Esta lucha tuvo un resultado corporal, que no parece admisible, suponiendo que todo ocurriese en visión o en sueño. En efecto, una lucha corporal es la que puede producir la dislocación de un miembro. Pero no debe afirmarse que el suceso fuera puramente imaginario; aunque es posible que la agitación del espíritu comunicase al cuerpo tales movimientos que resultara un muslo descoyuntado. Jacob tenía conciencia de estar batallando en aquellos momentos con un varón más poderoso que él, y lo misterioso del hecho no excluye su realidad, aunque no podamos explicarla de un modo enteramente claro.
No solamente la lucha en sí misma, sino el diálogo de los luchadores, contienen lecciones de aplicación y de importancia. Jacob no se da por vencido, aunque reconoce la superioridad do su antagonista. Tiene esperanza de vencerlo, y tal debe ser nuestra esperanza al orar, al luchar en cierto modo, con Dios, aunque sabemos que Dios es más poderoso que nosotros. “Déjame, que raya el alba,” dice a Jacob el varón misterioso. Es indudable que llevando éste la ventaja, hubiera podido desprenderse de las manos de Jacob sin pedirle que le dejara. Sin embargo, quiere enseñarle que no le dejará vencido y en la impotencia. Así es Dios con nosotros. Pudiera dejarnos en nuestra necesidad o en nuestro apuro, pero si queremos que no se aparte de nosotros, que no nos abandone, conseguiremos nuestro deseo. Jacob responde al Ángel: “No te dejaré, si no me bendices,” y con estas palabras reconoce la superioridad de aquel ser misterioso. Como dice la Escritura, “el que es más bendice al que es menos.” El hombre es un poco menor que los ángeles, pero siendo este Ángel, el Hijo de Dios, la segunda persona de la divina Trinidad, Jacob reconoce en él una superioridad grandísima, aunque no tuviera las elevadas nociones que poseen los cristianos instruidos sobre aquel sublime misterio. Si Jacob con una reverencia y una humildad mal entendidas deja ir a su antagonista, cuando éste quería retirarse, pierde seguramente el beneficio que deseaba. Pero Jacob es obstinado, perseverante; sabe por inspiración divina que es necesario orar y no desmayar, y practica la virtud de la perseverancia, sabiendo que con ella se alcanza lo que pedimos. La bendición especial que Jacob pedía en aquellos momentos era, indudablemente, ser librado de la mano de Esaú, porque le temía, que no viniera su hermano e hiriese a la madre con los hijos, y consiguió su deseo, como vemos en el capítulo siguiente, donde se nos refiere cuán afectuosamente recibió Esaú a su hermano. El antiguo enemigo depuso sus iras; el resentimiento no produjo la temida venganza. Así triunfaba Jacob moralmente: así cumplía Dios sus promesas.
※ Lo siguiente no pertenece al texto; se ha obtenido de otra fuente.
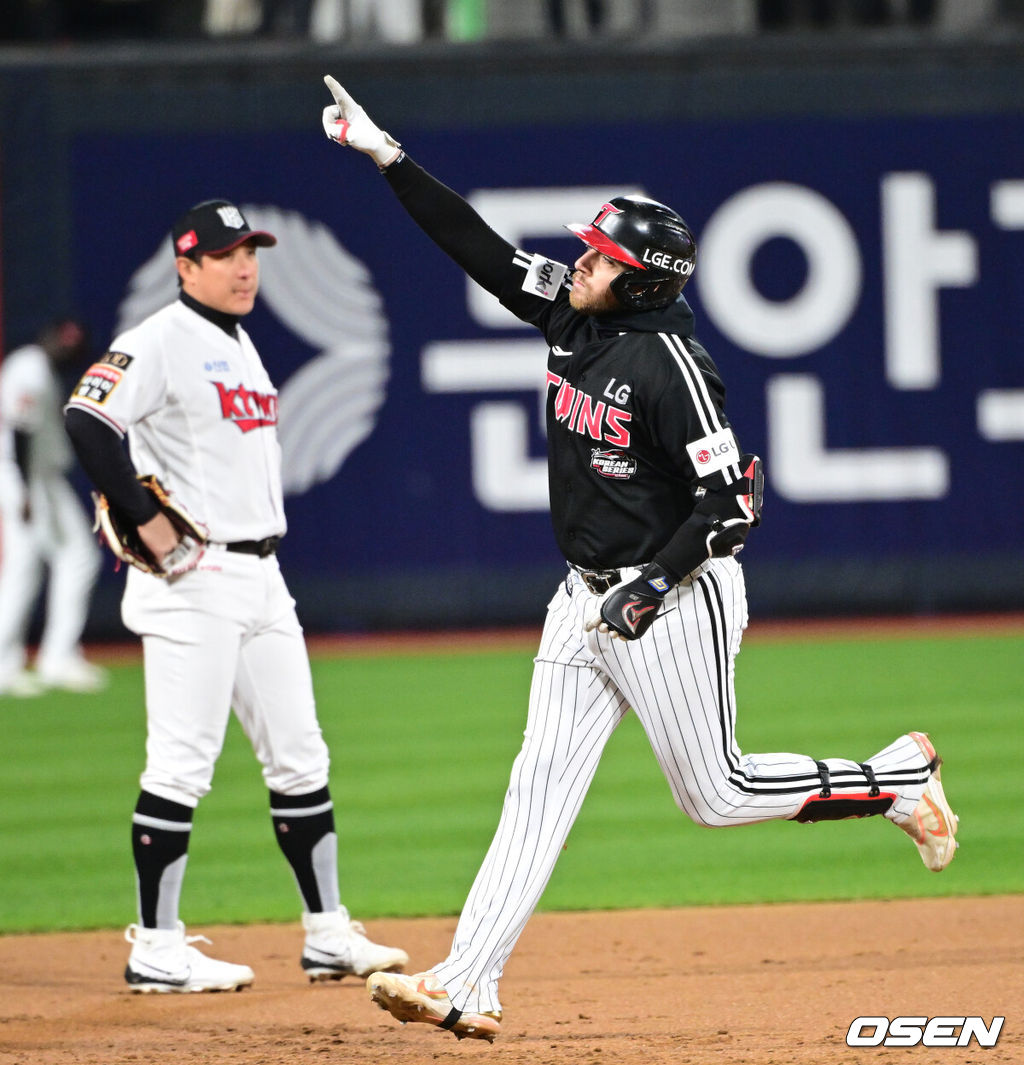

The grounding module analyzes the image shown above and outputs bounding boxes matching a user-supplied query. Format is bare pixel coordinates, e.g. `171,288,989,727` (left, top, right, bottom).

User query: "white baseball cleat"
0,669,46,699
301,906,409,983
366,972,501,1043
125,921,253,995
895,733,960,872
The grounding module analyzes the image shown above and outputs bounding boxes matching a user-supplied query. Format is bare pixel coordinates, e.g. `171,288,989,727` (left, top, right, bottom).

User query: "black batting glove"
584,562,679,640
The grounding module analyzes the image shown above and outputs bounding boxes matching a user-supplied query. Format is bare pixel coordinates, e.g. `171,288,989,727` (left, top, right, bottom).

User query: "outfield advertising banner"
71,116,1024,627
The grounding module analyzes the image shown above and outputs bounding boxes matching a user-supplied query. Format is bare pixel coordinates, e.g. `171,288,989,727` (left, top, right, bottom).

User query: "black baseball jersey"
385,157,740,569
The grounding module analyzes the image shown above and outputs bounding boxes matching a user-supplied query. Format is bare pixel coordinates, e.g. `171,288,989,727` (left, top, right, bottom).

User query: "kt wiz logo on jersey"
212,381,278,432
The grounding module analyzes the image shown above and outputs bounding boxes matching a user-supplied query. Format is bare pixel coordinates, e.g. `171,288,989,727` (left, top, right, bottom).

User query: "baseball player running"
65,200,408,992
323,77,957,1041
0,318,106,695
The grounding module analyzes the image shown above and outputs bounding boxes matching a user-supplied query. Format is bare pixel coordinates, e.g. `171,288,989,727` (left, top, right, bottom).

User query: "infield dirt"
0,897,1024,1065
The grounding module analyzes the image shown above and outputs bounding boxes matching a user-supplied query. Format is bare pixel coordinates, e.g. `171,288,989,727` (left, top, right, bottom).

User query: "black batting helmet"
565,196,697,311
La oración es, pues, una lucha con Dios, cuando es todo lo fervorosa perseverante que debe ser. Solamente por el fervor y por la constancia prevaleceremos en la oración, consiguiendo de Dios lo que deseamos. Y prevaleciendo con Dios, indudablemente prevaleceremos con los hombres, como le sucedió a Jacob, porque Dios nos concederá por medio de ellos, y aún a pesar de ellos, lo que le pedimos. Ningún hombre podrá arrebatarnos lo que Dios quiere que poseamos; mas para prevalecer con los hombres es necesario haber prevalecido antes con Dios.
El cambio de nombre es también una cosa digna de nuestra atención. La palabra Jacob significa suplantador, lleva consigo la idea de astucia y de mentira, evocando el recuerdo del pecado. Ahora Dios da a su siervo un nombre nuevo; un nombre que no despierta recuerdos humillantes, sino que indica una grande bendición. La palabra Israel quiere decir vencedor de Dios y de los hombres, según la explicación del Ángel. Este nombre es verdaderamente ilustre entre todos los grandes nombres que registra la historia, tanto sagrada como profana. David alcanzó un nombre célebre por sus victorias, pero no de tanta celebridad como el de este patriarca, lo cual prueba que la victoria, de Jacob en esta ocasión tuvo, para Dios, más importancia que todos los triunfos de David. Pero aunque haya diferencia entre los nombres que reciben los hijos de Dios, lo cierto es que todos reciben un nombre nuevo, por el cual Dios significa que los trata como a nuevas criaturas, no acordándose más de sus antiguos pecados.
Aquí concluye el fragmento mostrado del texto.